I don’t track the dividend growth of my nordic stocks, because they aren’t as strict when it comes to cutting the dividend. Is it bad? Good? Well, it’s two-sided: You want your dividend income no matter what, right? Maybe especially when the market crashes. Your favourite stocks will become much cheaper, and getting a stream of cash each month will help you on your quest to achieve more shares.

However, a company’s balance becomes weaker when they pay their dividend. When the payout ratio is about 40% and the company has a credit rating of BBB+, one shouldn’t worry. But nordic stocks can often have payout ratios around 80-100%. Forcing them to pay dividend while having negative EPS growth means that they might have to increase their debt in order to pay you (Statoil did this in 2016 when the oil price crashed). That’s not good either, right?

I think about it like this: I’m happy with the high dividend that I get now (5-7%) from many of my nordic stocks, but I’m fully aware that they might cut the dividend in bad times. Therefore I’ve created my portfolio so that solid US-based companies are the core of the portfolio, and nordic stocks are more like jokers. Some will cut their dividend, but I’m sure that they will return with strong force.

Thanks for reading,

Stockles

24 comments

    1. Hi Team CF,

      Thank you! Adding a lot of capital when markets are ATH should feel scary, but I try to think of the long term plan. Then todays contribution is small anyways, so might just add now when I have the capital. Can’t afford to wait until the market chrases. I also want to be invested when the market chrases, because that’s the only way I can test myself and grow as a person and investor. Thanks for commenting!

  1. Stockles, I appreciate your thoughts on the pros and cons of consistent dividend payers vs the less consistent sort that pay out based on fluctuating earnings and financial performance. I have to admit, I am a sucker for the consistent payers. I crave predictability in my life. Not just with dividends, but with most everything. Some people would call me boring, but I’m okay with that. Tom
    Tom @ Dividends Diversify recently posted…As The Dividends Deluxe TurnsMy Profile

    1. Hi Tom,

      I can definitely understand that. Having consistent payers in your portfolio is a time-testet way of achieveing great results. However, while you’re not among them, many “investors” buy a stock and don’t care about what the dividend does to the company. In the states, the dividend is the last thing that get’s cut, but here in europe, it’s the first thing. And each case will be different. For long term holders, we also want the fundamental return to be solid, which means that the company must be able to grow over time. Cutting the dividend might turn out to be a smart move (for some companies), and the total return will be very satisfying.

      However, I also like the predictability and will continue to look and add to companies were the dividend in safe.

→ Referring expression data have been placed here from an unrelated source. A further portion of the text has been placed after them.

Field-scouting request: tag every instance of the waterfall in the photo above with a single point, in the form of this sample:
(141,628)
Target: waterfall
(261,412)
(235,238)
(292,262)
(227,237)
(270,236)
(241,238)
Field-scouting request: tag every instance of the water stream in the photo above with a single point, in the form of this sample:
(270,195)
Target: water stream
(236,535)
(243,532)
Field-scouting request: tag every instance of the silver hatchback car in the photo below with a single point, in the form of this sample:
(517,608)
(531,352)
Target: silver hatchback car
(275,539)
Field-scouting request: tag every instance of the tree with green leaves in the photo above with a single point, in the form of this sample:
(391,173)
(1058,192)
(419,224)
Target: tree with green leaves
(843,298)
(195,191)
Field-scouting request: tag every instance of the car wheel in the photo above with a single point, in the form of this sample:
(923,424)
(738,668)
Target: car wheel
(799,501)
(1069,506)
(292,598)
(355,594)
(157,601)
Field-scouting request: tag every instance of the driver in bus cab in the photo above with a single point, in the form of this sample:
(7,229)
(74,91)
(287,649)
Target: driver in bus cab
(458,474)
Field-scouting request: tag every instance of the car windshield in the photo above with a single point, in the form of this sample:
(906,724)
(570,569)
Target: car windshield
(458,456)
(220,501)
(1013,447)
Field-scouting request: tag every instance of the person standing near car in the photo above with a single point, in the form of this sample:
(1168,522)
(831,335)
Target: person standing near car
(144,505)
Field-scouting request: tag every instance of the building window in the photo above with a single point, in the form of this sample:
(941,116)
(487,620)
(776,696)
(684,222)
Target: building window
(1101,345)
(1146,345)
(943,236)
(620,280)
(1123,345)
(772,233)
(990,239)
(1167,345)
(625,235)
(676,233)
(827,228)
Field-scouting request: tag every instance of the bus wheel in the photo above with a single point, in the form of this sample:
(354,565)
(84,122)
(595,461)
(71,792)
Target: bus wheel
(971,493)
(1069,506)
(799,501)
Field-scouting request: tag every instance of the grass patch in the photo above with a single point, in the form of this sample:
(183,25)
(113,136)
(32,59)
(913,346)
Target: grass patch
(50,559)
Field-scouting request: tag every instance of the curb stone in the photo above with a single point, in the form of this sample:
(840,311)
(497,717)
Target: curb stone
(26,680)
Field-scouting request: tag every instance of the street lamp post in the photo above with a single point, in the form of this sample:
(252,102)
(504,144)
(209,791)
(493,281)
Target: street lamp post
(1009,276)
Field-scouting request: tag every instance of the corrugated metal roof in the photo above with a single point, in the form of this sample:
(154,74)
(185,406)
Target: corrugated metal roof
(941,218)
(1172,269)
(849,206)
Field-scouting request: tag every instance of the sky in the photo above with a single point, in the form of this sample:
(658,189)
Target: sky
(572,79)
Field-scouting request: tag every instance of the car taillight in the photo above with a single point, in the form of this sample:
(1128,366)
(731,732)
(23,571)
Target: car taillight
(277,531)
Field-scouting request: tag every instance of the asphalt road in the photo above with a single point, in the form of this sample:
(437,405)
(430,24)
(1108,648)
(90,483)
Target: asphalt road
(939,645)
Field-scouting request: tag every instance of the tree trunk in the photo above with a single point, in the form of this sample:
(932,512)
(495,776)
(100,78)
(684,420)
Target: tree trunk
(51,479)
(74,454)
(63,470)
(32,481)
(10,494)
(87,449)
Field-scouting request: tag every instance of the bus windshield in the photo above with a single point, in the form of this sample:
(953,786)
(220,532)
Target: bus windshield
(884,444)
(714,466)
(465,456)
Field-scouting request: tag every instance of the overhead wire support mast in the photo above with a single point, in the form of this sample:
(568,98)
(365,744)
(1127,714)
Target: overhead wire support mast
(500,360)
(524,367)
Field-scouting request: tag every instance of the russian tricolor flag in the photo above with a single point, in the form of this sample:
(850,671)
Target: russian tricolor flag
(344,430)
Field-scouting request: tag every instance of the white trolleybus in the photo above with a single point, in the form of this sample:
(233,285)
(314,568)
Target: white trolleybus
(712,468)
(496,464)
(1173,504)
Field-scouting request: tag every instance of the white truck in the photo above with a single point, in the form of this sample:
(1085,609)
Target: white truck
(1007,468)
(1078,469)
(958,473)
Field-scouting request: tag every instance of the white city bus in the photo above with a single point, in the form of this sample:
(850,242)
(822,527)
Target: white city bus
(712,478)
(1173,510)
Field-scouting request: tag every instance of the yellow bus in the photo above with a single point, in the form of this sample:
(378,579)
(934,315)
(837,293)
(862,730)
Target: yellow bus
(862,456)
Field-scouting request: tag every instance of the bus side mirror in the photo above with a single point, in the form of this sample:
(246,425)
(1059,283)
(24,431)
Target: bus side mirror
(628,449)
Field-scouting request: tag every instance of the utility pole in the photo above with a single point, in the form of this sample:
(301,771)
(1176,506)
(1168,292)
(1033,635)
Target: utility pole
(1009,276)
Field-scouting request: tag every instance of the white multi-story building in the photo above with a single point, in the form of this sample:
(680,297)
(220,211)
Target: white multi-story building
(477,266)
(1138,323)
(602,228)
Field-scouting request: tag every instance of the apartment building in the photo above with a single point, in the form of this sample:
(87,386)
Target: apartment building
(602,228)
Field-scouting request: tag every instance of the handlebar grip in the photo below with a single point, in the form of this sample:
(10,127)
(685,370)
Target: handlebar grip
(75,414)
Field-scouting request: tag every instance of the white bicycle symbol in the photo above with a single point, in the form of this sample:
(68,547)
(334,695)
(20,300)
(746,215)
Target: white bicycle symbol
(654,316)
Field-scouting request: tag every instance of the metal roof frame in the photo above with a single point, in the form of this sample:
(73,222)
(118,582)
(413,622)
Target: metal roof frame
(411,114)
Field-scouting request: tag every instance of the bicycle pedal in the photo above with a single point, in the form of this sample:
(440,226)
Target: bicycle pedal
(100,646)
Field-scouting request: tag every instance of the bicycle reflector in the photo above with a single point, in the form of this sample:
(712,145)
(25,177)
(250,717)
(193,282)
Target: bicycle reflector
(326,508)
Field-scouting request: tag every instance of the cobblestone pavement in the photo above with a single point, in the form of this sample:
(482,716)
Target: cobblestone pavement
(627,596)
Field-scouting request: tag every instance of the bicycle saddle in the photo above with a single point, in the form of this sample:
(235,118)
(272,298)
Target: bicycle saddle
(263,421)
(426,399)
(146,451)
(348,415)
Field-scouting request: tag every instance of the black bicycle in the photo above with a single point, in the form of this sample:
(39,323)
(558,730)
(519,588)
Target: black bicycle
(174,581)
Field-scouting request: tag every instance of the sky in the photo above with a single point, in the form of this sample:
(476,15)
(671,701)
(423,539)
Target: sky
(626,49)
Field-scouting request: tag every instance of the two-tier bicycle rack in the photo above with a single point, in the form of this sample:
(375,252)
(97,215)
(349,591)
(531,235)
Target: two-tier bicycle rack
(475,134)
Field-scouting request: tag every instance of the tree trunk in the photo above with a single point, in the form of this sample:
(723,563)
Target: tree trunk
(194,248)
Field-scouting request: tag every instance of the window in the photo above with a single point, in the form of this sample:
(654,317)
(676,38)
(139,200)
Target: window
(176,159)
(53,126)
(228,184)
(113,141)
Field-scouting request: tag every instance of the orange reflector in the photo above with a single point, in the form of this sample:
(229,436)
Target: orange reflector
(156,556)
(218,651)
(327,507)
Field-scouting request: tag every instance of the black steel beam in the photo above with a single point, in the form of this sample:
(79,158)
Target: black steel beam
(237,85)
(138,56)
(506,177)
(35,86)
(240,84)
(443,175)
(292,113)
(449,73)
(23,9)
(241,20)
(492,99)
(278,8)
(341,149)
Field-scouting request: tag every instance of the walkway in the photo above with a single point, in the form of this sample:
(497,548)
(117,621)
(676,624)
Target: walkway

      Thanks for commeting!

  2. Congrats on quadrupling your dividend income from last year! Your forward dividends are great. I am still at the “struggling to get to $1000” mark, but should hit it this year. That is an awesome way to kick off the year! Keep that growth going!

    1. Hi Beta Post 🙂

      You are right! It seems like Statoil is a buy now. Amazing cash flow and dividend. Pareto has a target price of 220, meaning we still got 40 NOK left. Are you buying?

  3. Congrats on a great month Stockles! We only share O, but I sure hope to get my hands on PEP, KMB, and CSCO one day. Hang on tight this February looks like it will be one hell of a ride!